Anyway, as you may be able to tell, I'm a fan of your choice in caliber. Good luck!


----------



## Fitz (Jul 12, 2012)

Thank you Mr Glen!

Sent from my iPhone using Tapatalk


----------



## Indiana Jones (Aug 28, 2014)

Criterion barrels are fantastic as well.


----------



## Indiana Jones (Aug 28, 2014)

Are we talking about unissued 98 or k98 receivers? Or WW2 era bring backs? Barrel life? All of this will tremendously affect your accuracy at long range. If the barrel has been shot to hell to achieve any semblance of accuracy at 1000 yards it will need to be replaced. While those old rifles are capable of launching a bullet 1000 plus yards it wont be easy to hit your target unless you have a decent barrel and some good glass. Have fun! Post pics because I have a similar project in mind.


----------



## TomKat (Aug 2, 2014)

I gave up on medium weight barrels for hunting rifles. No fun to carry.
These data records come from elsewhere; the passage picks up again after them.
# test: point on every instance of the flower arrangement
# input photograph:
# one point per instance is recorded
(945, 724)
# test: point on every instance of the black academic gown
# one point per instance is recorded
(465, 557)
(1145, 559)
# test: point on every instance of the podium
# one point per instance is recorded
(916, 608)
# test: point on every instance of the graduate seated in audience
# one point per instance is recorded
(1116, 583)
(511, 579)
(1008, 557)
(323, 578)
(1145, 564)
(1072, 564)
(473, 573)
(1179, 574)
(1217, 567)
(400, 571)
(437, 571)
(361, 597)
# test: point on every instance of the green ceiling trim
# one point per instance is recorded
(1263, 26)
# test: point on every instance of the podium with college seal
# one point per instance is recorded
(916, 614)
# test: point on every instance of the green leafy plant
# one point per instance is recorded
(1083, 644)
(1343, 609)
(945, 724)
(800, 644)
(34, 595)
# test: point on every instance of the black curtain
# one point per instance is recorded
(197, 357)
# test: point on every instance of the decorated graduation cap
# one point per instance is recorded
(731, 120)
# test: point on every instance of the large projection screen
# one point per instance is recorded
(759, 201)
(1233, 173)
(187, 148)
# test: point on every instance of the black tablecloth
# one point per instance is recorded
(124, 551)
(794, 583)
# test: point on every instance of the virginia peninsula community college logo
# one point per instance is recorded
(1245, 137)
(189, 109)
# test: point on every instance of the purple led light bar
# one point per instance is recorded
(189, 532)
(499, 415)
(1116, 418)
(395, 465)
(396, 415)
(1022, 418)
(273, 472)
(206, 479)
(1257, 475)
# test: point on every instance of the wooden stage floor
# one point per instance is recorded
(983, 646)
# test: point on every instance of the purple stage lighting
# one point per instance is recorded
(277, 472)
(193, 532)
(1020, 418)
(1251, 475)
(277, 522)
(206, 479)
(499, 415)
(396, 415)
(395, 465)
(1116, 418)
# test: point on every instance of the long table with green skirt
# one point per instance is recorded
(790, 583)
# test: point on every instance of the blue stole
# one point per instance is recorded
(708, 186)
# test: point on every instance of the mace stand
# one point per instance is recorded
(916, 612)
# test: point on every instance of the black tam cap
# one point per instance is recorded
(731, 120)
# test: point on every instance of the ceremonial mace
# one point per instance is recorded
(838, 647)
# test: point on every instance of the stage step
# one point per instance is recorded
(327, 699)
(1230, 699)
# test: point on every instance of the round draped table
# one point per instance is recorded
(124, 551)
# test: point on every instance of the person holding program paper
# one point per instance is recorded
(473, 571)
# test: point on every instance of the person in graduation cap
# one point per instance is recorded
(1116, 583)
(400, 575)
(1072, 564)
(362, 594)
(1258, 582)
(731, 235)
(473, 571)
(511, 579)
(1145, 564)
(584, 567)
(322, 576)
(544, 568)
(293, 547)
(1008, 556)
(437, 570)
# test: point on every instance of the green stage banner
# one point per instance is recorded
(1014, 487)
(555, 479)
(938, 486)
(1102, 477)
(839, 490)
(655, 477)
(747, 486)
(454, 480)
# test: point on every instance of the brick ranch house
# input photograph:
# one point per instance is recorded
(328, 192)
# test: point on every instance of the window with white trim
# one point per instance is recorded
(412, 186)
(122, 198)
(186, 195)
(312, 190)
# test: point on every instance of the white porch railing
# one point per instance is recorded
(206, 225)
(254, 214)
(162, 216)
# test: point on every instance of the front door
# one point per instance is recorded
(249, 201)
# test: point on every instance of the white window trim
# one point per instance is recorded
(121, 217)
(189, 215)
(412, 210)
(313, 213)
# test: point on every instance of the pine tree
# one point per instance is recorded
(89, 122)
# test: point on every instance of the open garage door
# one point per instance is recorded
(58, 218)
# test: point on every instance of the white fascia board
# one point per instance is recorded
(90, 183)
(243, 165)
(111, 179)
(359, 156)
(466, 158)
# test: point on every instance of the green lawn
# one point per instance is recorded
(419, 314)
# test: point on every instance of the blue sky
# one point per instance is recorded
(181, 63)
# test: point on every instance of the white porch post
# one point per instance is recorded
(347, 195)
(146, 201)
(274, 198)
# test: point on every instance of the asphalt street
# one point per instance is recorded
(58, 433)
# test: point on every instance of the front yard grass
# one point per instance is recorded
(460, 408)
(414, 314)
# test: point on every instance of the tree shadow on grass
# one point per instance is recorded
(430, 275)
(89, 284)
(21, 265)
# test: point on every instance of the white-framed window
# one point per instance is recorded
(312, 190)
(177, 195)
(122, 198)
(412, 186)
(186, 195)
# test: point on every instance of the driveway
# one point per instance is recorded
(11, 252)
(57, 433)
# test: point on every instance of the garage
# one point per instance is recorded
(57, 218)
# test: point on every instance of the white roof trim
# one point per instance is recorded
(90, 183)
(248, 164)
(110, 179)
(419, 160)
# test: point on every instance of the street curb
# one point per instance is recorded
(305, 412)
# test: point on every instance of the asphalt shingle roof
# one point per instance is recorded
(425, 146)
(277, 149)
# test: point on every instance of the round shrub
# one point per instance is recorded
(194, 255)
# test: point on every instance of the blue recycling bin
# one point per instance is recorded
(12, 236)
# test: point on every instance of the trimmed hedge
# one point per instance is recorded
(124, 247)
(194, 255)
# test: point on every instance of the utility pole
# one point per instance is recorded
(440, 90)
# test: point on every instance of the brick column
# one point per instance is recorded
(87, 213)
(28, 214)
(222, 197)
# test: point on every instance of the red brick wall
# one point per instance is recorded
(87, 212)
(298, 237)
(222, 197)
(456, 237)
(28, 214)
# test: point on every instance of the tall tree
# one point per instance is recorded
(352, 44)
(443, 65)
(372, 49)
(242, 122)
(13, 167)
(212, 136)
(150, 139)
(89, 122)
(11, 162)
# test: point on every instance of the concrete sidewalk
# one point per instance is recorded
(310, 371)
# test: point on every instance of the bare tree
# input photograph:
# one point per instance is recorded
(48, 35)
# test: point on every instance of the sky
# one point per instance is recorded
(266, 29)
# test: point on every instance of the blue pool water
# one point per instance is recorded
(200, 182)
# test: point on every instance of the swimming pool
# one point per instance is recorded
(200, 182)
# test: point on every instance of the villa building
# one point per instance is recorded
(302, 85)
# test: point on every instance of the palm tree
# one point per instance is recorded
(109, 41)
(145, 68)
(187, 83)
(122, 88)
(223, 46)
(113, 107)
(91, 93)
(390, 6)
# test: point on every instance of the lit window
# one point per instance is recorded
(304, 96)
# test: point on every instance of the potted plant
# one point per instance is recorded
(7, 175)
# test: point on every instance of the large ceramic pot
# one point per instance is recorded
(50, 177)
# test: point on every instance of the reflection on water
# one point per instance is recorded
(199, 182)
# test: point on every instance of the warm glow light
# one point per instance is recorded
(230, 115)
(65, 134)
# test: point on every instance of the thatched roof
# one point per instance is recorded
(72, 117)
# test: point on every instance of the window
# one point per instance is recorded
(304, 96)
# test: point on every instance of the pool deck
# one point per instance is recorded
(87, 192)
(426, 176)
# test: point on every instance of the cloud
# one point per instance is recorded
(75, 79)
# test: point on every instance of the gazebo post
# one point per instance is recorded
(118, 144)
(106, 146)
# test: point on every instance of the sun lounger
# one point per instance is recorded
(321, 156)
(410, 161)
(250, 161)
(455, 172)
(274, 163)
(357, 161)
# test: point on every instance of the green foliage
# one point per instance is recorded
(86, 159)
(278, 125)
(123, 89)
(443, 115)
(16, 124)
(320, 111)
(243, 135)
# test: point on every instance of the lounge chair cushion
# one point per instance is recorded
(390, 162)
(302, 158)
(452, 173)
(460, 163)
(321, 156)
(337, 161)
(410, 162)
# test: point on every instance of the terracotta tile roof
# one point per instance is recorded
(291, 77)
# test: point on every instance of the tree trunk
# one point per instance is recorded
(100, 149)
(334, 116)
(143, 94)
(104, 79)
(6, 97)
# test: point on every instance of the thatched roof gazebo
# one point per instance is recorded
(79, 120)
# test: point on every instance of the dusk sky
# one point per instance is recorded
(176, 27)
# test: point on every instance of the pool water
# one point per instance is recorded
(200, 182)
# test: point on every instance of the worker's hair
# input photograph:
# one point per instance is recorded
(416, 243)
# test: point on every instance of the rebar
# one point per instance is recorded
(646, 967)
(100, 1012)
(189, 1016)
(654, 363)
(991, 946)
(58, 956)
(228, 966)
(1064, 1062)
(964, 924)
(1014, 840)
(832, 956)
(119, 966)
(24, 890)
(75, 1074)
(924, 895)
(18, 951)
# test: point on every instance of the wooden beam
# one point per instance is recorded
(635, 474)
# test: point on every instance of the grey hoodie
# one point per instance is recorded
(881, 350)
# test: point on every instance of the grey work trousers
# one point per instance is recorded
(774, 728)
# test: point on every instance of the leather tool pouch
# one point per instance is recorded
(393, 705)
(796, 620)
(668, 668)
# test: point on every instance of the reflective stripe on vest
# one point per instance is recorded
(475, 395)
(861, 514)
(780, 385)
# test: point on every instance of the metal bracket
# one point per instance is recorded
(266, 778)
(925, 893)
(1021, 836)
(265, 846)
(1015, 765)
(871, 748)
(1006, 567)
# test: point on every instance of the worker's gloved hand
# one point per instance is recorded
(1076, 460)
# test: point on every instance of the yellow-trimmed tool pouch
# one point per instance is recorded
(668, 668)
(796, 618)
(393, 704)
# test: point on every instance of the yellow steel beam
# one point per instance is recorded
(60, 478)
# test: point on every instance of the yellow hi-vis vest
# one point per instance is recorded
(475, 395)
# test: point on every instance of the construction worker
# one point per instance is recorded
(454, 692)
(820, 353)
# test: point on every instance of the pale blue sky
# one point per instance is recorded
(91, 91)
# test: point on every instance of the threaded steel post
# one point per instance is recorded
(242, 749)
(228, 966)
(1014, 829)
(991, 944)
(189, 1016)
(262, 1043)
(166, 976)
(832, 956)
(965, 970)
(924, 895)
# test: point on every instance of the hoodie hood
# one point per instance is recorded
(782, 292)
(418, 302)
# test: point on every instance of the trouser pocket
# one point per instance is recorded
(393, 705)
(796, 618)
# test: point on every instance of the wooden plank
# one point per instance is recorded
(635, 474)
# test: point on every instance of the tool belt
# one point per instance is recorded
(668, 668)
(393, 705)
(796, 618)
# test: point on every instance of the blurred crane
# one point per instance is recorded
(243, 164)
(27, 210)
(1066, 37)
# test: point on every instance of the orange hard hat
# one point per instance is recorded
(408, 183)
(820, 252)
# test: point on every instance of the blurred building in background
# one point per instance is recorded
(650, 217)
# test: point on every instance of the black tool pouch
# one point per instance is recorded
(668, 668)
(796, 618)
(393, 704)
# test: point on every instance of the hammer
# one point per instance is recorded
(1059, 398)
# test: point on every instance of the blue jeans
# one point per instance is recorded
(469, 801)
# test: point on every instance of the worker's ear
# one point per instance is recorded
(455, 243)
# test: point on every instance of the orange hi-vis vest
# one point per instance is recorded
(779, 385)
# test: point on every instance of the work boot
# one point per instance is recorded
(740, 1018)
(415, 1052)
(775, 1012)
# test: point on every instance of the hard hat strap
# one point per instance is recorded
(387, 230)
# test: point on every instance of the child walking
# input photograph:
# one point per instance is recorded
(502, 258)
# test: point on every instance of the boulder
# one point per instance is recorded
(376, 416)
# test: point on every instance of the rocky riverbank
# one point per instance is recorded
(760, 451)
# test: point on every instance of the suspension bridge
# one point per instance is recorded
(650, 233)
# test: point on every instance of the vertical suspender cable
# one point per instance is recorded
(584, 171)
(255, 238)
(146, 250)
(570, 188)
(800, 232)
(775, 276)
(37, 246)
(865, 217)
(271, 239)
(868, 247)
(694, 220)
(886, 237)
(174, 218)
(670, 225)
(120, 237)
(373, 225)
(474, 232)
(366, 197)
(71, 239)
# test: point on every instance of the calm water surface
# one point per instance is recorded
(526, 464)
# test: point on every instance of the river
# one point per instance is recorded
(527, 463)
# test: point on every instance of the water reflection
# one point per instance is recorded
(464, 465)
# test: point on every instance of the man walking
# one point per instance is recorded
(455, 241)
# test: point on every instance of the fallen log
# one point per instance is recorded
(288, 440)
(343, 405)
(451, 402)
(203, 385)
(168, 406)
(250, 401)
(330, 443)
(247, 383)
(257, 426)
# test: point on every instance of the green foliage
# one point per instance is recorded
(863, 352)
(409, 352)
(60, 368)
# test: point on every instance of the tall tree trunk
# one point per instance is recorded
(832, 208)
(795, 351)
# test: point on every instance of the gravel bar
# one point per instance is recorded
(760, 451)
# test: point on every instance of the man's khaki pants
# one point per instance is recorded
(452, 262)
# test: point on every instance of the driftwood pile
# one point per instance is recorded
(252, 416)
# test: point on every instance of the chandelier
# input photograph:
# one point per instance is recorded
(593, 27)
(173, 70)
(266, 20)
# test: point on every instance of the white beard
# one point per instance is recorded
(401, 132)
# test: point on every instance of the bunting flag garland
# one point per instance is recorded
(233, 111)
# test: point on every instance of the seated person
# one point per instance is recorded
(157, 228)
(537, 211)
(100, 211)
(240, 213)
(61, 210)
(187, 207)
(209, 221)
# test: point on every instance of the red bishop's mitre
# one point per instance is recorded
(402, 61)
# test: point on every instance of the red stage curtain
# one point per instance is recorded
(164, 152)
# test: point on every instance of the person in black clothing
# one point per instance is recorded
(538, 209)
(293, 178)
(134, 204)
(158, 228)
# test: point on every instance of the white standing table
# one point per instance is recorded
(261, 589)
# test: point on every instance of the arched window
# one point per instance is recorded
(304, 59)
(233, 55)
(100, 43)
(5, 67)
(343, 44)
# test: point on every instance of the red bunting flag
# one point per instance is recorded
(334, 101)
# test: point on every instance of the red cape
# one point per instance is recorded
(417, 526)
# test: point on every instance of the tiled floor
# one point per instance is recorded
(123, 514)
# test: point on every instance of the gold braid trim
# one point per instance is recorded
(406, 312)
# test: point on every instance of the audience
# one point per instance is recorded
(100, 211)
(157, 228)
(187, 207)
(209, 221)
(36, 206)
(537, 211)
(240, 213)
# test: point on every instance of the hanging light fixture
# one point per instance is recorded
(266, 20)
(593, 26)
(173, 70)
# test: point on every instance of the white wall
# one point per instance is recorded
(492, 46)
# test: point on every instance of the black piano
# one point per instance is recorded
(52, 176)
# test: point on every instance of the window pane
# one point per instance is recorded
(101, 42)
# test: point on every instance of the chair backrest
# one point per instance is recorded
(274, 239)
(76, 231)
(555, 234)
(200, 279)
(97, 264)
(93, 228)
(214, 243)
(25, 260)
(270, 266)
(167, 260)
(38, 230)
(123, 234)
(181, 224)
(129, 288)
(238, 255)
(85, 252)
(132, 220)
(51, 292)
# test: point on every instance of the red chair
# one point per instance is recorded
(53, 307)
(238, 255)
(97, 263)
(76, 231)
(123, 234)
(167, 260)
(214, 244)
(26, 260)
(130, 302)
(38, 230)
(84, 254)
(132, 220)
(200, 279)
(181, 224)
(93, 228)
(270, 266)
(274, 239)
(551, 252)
Douglas makes good barrels. Shilen is another good one.


----------



## Indiana Jones (Aug 28, 2014)

TomKat said:


> I gave up on medium weight barrels for hunting rifles. No fun to carry.
> 
> Douglas makes good barrels. Shilen is another good one.


+1 on Douglas. My Mk12 Mod1 has a Douglas barrel. It was good enough for the SEALs so it is good enough for my fat ass!


----------



## texaspredatorhunter (Aug 14, 2014)

Are you punching holes in critters or paper? Is there a special reason for the 98? Some will say a 308 will outperform, I like a 7mm-08, or you have the 7mm Remington Ultra Mag which actually has flatter trajectory than a 22-250. I guess I am just curious as to why the caliber and firearm selection, no knocking it just wondering. Best of luck and please post pics.


----------